彼女の力で復活を果たしたあの日と同じ場所。石畳が敷かれた、世界樹前の小広場。この場所に戻ってくる迄に、二十年機を待ち、そして今。

 そしてその結果が、今に集約されつつある。経過は概ね順調。当初の計画通り進み、緊急連絡も入ってきていない。

 特にネックとなっていた障害……強敵への対処も思いの外上手くいっている。麻帆良大橋方面ではタカミチに対してさよさんがあたっていますし、他の有象無象は開発班の“次”の機体や白エヴァシリーズなどでどうにかなるはず。

近右衛門にもそろそろ空里君が反転攻勢に出ているでしょうし、件の司書長殿も破壊工作のおかげで水没する図書館への対処で精一杯のはず。

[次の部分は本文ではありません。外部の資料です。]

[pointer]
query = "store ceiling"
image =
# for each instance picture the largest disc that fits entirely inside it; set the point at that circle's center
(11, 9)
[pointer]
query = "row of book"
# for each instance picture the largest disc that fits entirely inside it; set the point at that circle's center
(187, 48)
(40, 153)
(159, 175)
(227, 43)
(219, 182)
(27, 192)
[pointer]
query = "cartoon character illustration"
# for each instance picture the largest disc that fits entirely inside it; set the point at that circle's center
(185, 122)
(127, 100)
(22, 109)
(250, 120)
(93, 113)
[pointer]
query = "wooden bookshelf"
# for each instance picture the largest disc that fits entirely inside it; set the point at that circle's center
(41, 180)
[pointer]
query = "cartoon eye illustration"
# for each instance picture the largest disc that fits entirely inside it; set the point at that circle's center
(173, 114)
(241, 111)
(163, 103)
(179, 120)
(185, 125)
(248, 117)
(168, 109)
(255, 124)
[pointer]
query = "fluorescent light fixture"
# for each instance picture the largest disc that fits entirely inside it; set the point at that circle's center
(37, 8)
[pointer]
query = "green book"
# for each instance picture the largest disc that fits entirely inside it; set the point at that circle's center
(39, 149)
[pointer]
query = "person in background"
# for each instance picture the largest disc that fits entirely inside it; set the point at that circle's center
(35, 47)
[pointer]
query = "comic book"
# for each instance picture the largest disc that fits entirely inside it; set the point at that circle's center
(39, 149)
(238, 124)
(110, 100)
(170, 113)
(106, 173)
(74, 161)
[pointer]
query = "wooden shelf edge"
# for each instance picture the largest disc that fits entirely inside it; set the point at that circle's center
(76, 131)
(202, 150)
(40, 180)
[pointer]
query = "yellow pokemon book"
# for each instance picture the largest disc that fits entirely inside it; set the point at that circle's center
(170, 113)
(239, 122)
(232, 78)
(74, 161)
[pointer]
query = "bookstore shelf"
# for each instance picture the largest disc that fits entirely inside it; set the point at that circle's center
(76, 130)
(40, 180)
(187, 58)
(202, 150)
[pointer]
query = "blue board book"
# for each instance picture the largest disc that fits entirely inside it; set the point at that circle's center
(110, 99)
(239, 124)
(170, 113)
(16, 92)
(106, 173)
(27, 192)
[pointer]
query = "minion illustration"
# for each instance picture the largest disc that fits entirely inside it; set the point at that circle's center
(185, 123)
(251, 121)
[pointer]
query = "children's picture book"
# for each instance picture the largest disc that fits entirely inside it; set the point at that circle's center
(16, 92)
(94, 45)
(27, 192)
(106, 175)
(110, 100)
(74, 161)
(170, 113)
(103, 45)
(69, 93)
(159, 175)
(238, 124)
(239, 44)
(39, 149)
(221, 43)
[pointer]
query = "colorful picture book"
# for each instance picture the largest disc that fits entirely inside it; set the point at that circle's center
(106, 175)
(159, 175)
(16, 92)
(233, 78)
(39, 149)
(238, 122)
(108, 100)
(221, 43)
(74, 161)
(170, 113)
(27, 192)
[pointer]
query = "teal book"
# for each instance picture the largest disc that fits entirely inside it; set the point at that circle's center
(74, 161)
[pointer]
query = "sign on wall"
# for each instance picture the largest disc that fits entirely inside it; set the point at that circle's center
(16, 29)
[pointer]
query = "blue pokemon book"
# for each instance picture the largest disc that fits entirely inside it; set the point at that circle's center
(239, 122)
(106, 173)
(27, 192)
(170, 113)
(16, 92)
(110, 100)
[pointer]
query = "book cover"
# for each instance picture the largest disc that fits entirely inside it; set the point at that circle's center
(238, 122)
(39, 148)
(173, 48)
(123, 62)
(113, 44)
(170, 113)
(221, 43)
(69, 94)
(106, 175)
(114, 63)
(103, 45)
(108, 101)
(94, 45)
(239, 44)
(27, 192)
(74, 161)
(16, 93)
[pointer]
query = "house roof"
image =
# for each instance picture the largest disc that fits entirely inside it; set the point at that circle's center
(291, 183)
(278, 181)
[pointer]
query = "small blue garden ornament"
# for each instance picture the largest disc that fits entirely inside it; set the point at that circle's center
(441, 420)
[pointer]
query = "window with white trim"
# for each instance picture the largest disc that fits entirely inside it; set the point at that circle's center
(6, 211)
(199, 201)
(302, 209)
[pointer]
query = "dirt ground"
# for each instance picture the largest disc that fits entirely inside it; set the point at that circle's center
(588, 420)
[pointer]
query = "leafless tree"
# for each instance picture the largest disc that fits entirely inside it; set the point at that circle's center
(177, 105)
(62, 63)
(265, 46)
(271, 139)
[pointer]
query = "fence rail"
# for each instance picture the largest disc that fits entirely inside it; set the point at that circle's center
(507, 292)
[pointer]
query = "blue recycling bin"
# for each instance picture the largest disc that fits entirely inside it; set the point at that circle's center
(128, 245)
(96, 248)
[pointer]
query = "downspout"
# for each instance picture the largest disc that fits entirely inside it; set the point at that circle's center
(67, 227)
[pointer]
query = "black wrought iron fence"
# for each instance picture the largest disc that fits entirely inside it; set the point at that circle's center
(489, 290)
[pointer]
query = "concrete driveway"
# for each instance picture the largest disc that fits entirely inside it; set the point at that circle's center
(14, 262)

当面の時間は稼げます。

直接的な驚異ではありませんが、神楽坂明日菜……もといアスナ・ウェスペリーナ・テオタナシア・エンテオフュシアに対しても、既に“フェイト・アーウェルンクス”が動いている。クルト・ゲーデルに関しても、目的が対立しますから何とかするでしょう。

 

 よって。この現状ではこの場にまでたどりつけるような可能性を持つ一定ライン以上の力を持つ実力者は数人。その中で現実的な可能性があるのは三人。

 

 一人目。現状行方不明の葛葉刀子。神鳴流は驚異になり得ますし、同じ神鳴流を扱える者の中にはクルトもいますが、未だ居場所がはっきりしないというのはどうにもマイナス。おまけに最後に確認されたとされる場所が……とはいえ、いないものはどうしようもないので、姿を現すまでは放置。

 

 二人目。言わずと知れた英雄の息子、ネギ・スプリングフィールド。どうも超一派と合流したらしく、身のこなしが妙に良くなったりこれまて妙な装備を幾つか持っているようですが……どうにも青い印象が抜けきれないし、事実余程の隠し球が無い限りどうにかなる。手も既に打っている。よってこれも放置。

 

 そして、三人目。近右衛門、タカミチに並ぶワイルドカード。彼女は難しい。実力はトップクラス。勝てる人員などほとんど居らず、まともに戦えるというだけでもごくごく一握り。誰よりも気まぐれな、私の知る彼女であれば、きっと――

 

「――よう」

「……やっぱり。来るとするなら、ここですよねぇ」

 

 尾を石畳にすりながら、振り返る。

 

 そこに居るのは、当然のような顔をして悠々と佇む“女性”。いつぞやの、初めて会った時のような少女の姿では無い。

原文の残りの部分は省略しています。